The great Mona Lisa cake mystery

The famous painting was attacked with cake. But why?


The portrait of Lisa Gherardini | Martin Bureau/AFP via Getty Images

BY PAUL DALLISON
June 3, 2022 4:03 am

Welcome to Declassified, a weekly humor column.

Last summer, your author went to Paris (la-di-da, look at the Liberal Elite and their fancy ways). One morning, I woke up and went to Stohrer — the oldest patisserie in the city — for pastries and an éclair (OK, two éclairs and a tarte aux pommes. Back off, calorie police!) and then it was a brisk 10-minute walk to the Louvre (because I was on holiday and that’s what people on holiday in Paris do).

At no point did I consider taking one of my delicious food items and smearing it all over a painting, let alone probably the most famous painting in the world.

Yet this week, a man disguised himself as an old woman in a wheelchair and threw a piece of cake at the Mona Lisa.

I have questions.

The Louvre, and indeed all other museums — including the museum of David Hasselhoff paraphernalia in the basement of a Berlin hostel, which features a giant mural of the man himself that used to feature fake (hopefully) chest hair that visitors could stroke but which was removed because, in the words of a hostel worker, the fuzz “got really oily and gross very quickly. People just couldn’t resist touching it!” — let people of all ages and genders in, so why dress as an old woman? Maybe old women get a special ticket at major tourist attractions that allows them to bring in cake.

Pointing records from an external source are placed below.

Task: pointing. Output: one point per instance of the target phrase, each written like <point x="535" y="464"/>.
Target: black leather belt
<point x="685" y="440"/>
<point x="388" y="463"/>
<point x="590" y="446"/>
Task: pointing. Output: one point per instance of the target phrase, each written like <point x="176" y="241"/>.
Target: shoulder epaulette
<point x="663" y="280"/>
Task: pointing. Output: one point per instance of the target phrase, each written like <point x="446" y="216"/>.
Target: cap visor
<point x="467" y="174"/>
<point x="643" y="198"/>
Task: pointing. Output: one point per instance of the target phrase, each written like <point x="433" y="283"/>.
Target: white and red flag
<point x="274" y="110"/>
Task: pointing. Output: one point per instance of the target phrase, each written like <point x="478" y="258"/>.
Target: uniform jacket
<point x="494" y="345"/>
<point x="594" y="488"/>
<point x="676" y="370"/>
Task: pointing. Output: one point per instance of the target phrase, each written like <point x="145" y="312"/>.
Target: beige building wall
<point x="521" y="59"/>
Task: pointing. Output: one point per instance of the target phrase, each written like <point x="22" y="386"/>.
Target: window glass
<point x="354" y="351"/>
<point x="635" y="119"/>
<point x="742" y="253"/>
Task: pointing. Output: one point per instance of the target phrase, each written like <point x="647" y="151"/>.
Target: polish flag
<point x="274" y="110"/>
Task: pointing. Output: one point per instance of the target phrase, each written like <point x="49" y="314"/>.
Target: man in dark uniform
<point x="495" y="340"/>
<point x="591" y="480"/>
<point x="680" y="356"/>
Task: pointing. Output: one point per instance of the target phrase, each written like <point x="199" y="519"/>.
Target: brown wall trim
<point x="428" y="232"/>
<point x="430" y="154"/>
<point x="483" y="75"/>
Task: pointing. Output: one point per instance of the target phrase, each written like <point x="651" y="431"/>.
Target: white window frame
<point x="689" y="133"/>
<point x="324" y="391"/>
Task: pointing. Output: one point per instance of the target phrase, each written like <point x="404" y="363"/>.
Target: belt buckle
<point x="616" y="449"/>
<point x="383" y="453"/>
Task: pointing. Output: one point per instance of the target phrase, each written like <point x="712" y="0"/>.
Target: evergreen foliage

Plus, the painting is protected by a glass screen, so it was less of a protest against artists not focusing enough on saving the planet and more of a protest against the glass-making industry?

Perhaps the cake-thrower was a British Conservtive MP trying to cause a distraction from Boris Johnson’s woes in the wake of the Partygate scandal. Remember, earlier this year Conor Burns, a long-standing ally of the prime minister, said Johnson was “ambushed with a cake” at one of the many lockdown-breaking parties he attended.

Or maybe it was another enemy of German leftist MP Sahra Wagenknecht, who had a chocolate cake smashed into her face in 2016 because of her support for a limit on the number of migrants being let in.

The group behind the German cake attack was the “Anti-Fascist Initiative ‘Cake for Misanthropists'” — maybe they’ve made a rather messy return.